Dog attack case opens door to new legal rights for gays

By David Kravets, The Associated Press
Saturday March 23, 2002

SAN FRANCISCO — The case of two lawyers convicted after their dogs mauled and killed a San Francisco lesbian has opened the door to new legal rights for gays in California. 

In response to the savage attack, California lawmakers last year passed legislation granting the dead woman’s gay partner, Sharon Smith, the same legal rights as married couples or family members — enabling her to sue the dog owners for wrongful death. 

“It will lead to other things that will be good for me and my partner, and my friends and their partners,” said Johnnie Pratt, a San Francisco lesbian. 

Lacrosse coach Diane Whipple died when she was attacked by two huge dogs in the hallway outside her San Francisco apartment in January 2001. Marjorie Knoller was convicted of murder, and her husband, Robert Noel, was convicted of manslaughter Thursday. 

California Assemblywoman Carole Migden, a San Francisco Democrat, had introduced the legislation granting gays the same rights as married couples or family members before Whipple’s murder. But she said the mauling helped the bill clear the Legislature and Gov. Gray Davis. 

“It created a very compelling, real-life image of the consequences of tragedy and the inequities in society,” Migden said Friday. 

Only California, Hawaii and Vermont grant such status to gays and lesbians to sue on behalf of their partners, said David Smith of the Human Rights Campaign, the nation’s largest gay advocacy group based in Washington, D.C. 

Other states may follow suit. For example, efforts to grant gays and lesbians additional legal rights and responsibilities associated with marriage remain under consideration in Connecticut. A key legislator there said a bill being crafted may include a provision granting someone the right to be treated as a crime victim if a partner is murdered. 

Some groups, however, are outraged over Smith’s legal standing to sue. 

“It’s unfortunate that Gov. Gray Davis and radical gay activists have already abused and misused this tragic case in their political quest to undermine marriage,” said Randy Thomasson, director of Campaign for California Families. 

Sharon Smith’s pending wrongful death suit is the same type that family members used to successfully sue O.J. Simpson after his acquittal on charges of murdering his wife, Nicole, and her friend, Ronald Goldman. 

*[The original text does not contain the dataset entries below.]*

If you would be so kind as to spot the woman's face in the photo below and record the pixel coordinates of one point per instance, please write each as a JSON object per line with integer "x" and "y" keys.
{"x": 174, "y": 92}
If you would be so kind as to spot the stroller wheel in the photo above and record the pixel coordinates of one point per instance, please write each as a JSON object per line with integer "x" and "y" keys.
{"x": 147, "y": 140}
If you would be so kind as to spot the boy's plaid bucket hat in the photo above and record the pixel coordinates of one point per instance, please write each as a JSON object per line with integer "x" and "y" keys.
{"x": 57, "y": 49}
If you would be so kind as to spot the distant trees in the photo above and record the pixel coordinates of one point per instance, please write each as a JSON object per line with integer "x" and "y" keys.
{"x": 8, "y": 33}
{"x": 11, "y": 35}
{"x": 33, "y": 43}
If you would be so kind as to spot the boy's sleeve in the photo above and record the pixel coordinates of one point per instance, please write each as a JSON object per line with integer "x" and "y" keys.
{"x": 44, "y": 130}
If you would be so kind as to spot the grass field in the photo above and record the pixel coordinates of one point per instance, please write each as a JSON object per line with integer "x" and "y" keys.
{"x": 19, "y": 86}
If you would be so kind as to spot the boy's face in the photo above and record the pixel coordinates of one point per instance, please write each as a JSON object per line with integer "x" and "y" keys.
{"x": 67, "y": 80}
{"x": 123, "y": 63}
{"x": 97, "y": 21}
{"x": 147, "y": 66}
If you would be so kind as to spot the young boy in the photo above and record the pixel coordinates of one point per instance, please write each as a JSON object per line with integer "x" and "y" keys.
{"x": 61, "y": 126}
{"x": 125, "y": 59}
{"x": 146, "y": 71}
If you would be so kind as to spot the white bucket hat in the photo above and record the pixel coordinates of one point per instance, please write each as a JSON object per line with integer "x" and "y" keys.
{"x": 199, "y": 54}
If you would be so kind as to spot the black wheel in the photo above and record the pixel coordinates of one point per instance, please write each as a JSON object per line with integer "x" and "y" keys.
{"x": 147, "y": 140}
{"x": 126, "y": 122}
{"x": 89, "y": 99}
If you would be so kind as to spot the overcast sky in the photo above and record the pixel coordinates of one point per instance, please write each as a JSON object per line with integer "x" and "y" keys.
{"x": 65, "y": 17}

“I think this case certainly did illustrate the lack of legal recognition and the compounded pain that that causes with the lack of legal recognition,” said Smith of the Human Rights Campaign. 

The National Center for Lesbian Rights in San Francisco, one of the law firms behind Sharon Smith’s suit, said the group soon will seek a trial date in the wrongful death case against Noel and Knoller. The civil case was delayed pending the outcome of the criminal case against the couple, who were tried in Los Angeles because of pre-trial publicity in San Francisco. 

Ruth Herring, one of the group’s directors, said that California’s legislation “was an acknowledgment that Sharon and Diane were actually family members like any family spouse would have been.” 

“This is not all about money, it’s about justice,” Herring said. 

Knoller, 46, faces 15 years to life in prison when she is sentenced May 10 for second-degree murder. Noel, 60, faces up to four years in the death of the 33-year-old woman. Knoller, who was walking the dogs at the time of the attack, was charged with the more serious crime.